The life sciences, and in particular the pharmaceutical industry, are faced with an unprecedented volume of data to manage and analyze. The cloud offers tools for pharmaceutical companies to manage this complexity and improve operations. See below for a few of the applications transforming the pharmaceutical industry today.

Pharmaceutical Industry Use Cases

Expedite Pharmaceutical Research and Development

With cloud-hosted infrastructure in place, pharmaceutical companies are able to draw data insights more rapidly than with traditional, on-premise infrastructure. Ultimately, this can lead to advancements in research and development (R&D).

Leverage Global Talent for Pharmaceutical Research and Development

The use case for cloud in pharma expands beyond R&D. Pharmaceutical companies can enhance collaboration and draw from a global talent pool by leveraging the cloud’s agile deployment model, through which new users can be spun up in a very short period of time.

Adhere to Shrinking Pharma Budgets

All these factors are compounded with the widespread phenomenon of budget reduction across pharmaceutical companies.
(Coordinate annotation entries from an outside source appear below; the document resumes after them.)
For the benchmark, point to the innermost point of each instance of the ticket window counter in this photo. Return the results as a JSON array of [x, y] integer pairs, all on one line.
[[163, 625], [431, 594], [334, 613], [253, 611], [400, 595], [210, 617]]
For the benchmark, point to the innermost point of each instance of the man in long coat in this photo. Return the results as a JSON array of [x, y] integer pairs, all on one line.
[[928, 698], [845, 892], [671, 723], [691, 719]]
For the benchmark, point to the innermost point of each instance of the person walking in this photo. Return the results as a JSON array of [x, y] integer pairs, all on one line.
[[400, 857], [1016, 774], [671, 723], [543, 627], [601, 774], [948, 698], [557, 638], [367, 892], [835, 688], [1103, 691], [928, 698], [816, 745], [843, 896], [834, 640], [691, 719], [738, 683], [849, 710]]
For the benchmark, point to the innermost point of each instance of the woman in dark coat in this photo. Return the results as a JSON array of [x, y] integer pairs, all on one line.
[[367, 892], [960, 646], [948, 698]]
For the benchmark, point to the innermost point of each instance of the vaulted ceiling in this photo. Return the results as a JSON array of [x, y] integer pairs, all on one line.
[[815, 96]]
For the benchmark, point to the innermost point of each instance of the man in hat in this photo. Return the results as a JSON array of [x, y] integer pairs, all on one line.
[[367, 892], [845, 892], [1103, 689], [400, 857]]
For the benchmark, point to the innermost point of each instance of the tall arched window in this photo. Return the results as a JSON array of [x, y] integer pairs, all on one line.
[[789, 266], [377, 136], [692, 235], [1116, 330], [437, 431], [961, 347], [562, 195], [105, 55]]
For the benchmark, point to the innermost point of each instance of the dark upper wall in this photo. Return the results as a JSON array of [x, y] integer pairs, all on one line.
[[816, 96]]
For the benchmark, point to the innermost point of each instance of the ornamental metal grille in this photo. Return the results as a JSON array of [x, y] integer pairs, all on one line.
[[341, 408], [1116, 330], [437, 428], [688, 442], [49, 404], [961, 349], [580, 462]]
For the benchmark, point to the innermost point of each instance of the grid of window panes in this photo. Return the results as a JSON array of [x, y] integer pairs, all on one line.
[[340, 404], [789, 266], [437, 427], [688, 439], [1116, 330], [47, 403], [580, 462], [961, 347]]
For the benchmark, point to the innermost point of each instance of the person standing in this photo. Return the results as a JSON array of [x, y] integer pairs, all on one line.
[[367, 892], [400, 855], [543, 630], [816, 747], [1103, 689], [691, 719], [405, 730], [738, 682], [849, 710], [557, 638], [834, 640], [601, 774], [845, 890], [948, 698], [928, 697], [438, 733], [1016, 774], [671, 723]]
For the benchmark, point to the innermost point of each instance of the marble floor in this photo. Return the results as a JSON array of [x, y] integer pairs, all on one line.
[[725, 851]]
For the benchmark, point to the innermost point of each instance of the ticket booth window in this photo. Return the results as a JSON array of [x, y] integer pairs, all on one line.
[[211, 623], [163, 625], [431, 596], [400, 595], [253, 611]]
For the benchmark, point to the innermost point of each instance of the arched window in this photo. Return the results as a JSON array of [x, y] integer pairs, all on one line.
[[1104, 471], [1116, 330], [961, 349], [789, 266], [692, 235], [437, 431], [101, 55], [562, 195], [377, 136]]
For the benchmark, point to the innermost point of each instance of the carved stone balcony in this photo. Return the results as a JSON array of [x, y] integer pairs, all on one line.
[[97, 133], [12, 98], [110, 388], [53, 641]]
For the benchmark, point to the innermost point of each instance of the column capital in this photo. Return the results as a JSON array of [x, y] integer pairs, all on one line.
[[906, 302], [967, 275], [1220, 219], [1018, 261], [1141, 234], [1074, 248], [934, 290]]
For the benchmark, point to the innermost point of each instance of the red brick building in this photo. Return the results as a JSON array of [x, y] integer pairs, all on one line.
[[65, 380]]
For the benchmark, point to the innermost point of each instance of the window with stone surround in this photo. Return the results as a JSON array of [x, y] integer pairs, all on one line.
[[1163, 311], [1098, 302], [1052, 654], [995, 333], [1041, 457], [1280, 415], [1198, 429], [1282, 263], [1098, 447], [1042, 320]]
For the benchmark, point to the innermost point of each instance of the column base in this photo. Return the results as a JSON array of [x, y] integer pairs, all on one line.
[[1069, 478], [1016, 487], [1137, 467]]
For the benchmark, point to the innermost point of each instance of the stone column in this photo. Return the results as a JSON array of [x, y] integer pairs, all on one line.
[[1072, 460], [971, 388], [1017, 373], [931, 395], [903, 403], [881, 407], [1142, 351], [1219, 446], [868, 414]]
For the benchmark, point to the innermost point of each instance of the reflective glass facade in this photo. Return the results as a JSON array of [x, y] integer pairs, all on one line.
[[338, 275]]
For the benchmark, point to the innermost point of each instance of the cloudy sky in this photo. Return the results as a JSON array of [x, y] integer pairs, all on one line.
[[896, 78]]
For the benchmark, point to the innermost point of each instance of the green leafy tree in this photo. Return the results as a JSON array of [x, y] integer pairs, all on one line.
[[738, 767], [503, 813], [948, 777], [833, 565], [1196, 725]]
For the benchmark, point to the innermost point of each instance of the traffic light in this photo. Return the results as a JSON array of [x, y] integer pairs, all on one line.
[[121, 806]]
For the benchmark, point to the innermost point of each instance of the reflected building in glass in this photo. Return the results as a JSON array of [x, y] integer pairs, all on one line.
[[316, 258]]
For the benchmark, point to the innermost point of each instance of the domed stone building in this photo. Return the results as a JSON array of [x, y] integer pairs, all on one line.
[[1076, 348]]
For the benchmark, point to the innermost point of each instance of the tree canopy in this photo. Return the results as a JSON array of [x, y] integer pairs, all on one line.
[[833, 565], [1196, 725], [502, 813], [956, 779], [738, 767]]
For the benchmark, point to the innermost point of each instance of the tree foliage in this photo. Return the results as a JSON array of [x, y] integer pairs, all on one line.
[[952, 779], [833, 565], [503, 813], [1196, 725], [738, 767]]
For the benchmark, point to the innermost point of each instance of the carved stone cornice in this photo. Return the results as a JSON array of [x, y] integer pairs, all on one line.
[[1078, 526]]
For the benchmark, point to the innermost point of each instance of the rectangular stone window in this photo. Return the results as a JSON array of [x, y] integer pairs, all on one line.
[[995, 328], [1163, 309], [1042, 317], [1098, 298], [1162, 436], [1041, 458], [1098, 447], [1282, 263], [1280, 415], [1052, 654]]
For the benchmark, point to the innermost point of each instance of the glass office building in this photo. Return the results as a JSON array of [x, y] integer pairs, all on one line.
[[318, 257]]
In a Forbes article, it was cited that US investment in pharmaceutical R&D declined by $12.9 billion from 2007 to 2012. Pharmaceutical companies faced with declining budgets can benefit from savings over on-prem solutions and the cloud’s operational expense costing model.

Pharmaceutical Application Publishing

Considering the central role of application use in the pharmaceutical industry, another salient cloud use is in the realm of application publishing. With a virtualized solution, pharmaceutical companies are able to avoid compatibility issues and run Line of Business (LOB) apps that require multiple instances or versions.

One pharmaceutical company – Dermatran – a group of compounding pharmacies– leverages our application publishing service, dinApp, to deploy multiple instances of the Compounder application simultaneously. They cite dinApp’s desktop integration, HIPAA/PCI compliance support, and inherent security measures as having facilitated deployment of the Compounder application to its users in four geographically dispersed office locations.